Возможно, что мысленно я уже раньше вычеркнул Римини из своей жизни. Война же сделала это фактически. В то время мне казалось, что, поскольку исправить уже ничего невозможно, все должно так и остаться навсегда.
Между тем свой Римини я вновь нашел в Риме. Римини в Риме — это Остия.
До того вечера меня никогда не тянуло в Остию. Я слышал, что люди называли ее «пляжем, созданным по приказу дуче», слышал, что, мол, «теперь у Рима тоже есть море», и одно это вызывало во мне чувство антипатии к Остии. Кстати, живя в Риме, я даже не знал, в какой стороне море.
Вечерами — уже было введено затемнение, и автобусы ходили тихо, с защитными синими фарами,— в полумраке Рим еще больше, чем обычно, походил на большую заброшенную захолустную деревню. Мы с Руджеро Маккари и группой коллег что-то весело отмечали в одной из пиццерий. Выпили, конечно, и в помещении нам показалось тесно. И тут, в разгар хмельного веселья, Руджеро вдруг сказал: «Все за мной. Поехали на трамвае!»
Выйдя из трамвая после ночной поездки, я вдруг почувствовал, что воздух стал как-то свежее. Мы были в Остии. Пустынные аллеи, колышущиеся на ветру высокие деревья, а за бетонной балюстрадой, как в Римини, — море. Оно казалось черным. Во мне проснулась тоска по Римини, была в этом моем открытии какая-то тайная радость, радость от мысли, что рядом с Римом есть местечко — ну настоящий Римини.
Часто, отправляясь на прогулку, я бессознательно вывожу свою машину на дорогу, ведущую в Остию. В Остии я снимал «Маменькиных сынков», потому что она для меня — воображаемый Римини и даже больше похожа на мой родной город, чем нынешний настоящий Римини. Остия воспроизводит Римини как театральная декорация,— театральная и потому безобидная. Это мой город, почти очищенный, свободный от всяких личных настроений, обид и неожиданностей. В общем, это словно бы восстановленный декораторами город моей памяти, в который можно вернуться — как бы это сказать поточнее?— только туристом, так, чтобы он тебя не засосал.
«В настоящий момент в Римини есть тысяча пятьсот отелей и пансионов, более двухсот баров, пятьдесят дансингов, пляж протяженностью пятнадцать километров. Ежегодно к нам приезжает полмиллиона гостей. Половина из них — из-за рубежа. Ежедневно здесь приземляются самолеты из Англии, ФРГ, Франции, Швеции...».

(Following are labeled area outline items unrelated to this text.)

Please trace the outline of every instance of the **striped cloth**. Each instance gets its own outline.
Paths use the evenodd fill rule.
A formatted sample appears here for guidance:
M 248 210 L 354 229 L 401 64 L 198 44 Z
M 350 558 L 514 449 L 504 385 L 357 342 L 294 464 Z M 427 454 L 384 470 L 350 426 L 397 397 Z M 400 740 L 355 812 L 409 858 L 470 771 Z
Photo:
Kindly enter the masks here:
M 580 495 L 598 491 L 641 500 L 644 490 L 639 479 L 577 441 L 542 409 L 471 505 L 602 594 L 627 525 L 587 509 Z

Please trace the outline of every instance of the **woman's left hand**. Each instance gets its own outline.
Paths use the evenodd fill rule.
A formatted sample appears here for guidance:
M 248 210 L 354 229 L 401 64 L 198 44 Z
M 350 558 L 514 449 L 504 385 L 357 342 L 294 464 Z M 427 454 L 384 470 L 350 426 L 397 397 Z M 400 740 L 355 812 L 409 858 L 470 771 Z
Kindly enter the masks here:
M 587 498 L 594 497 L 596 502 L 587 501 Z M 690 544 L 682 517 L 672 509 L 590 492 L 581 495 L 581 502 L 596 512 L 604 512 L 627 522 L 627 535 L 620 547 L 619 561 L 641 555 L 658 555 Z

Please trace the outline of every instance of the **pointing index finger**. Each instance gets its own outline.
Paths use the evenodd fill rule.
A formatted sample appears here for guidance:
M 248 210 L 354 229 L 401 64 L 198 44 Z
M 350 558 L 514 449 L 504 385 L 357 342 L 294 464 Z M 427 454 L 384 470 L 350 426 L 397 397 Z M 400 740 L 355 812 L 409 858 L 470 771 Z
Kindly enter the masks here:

Я снова в Римини — этого потребовала работа над книгой. А сведения о городе сообщает мне сын моего школьного товарища. Да, теперь уже встречаются наши дети. «Ты помнишь Антея, носильщика с нашего вокзала? Сейчас он владелец нескольких отелей». «Мои крестьяне,— говорит Титта,— бросили землю и построили четыре отеля с ресторанами в Барафонде». «Ты видел наш небоскреб?» «Один здешний деятель создал целую сеть отелей: и на холмах, где приезжие могут отдыхать весной и осенью, и в горах — для зимнего отдыха. Он, видите ли, не желает расставаться со своими летними клиентами и держит их при себе круглый год».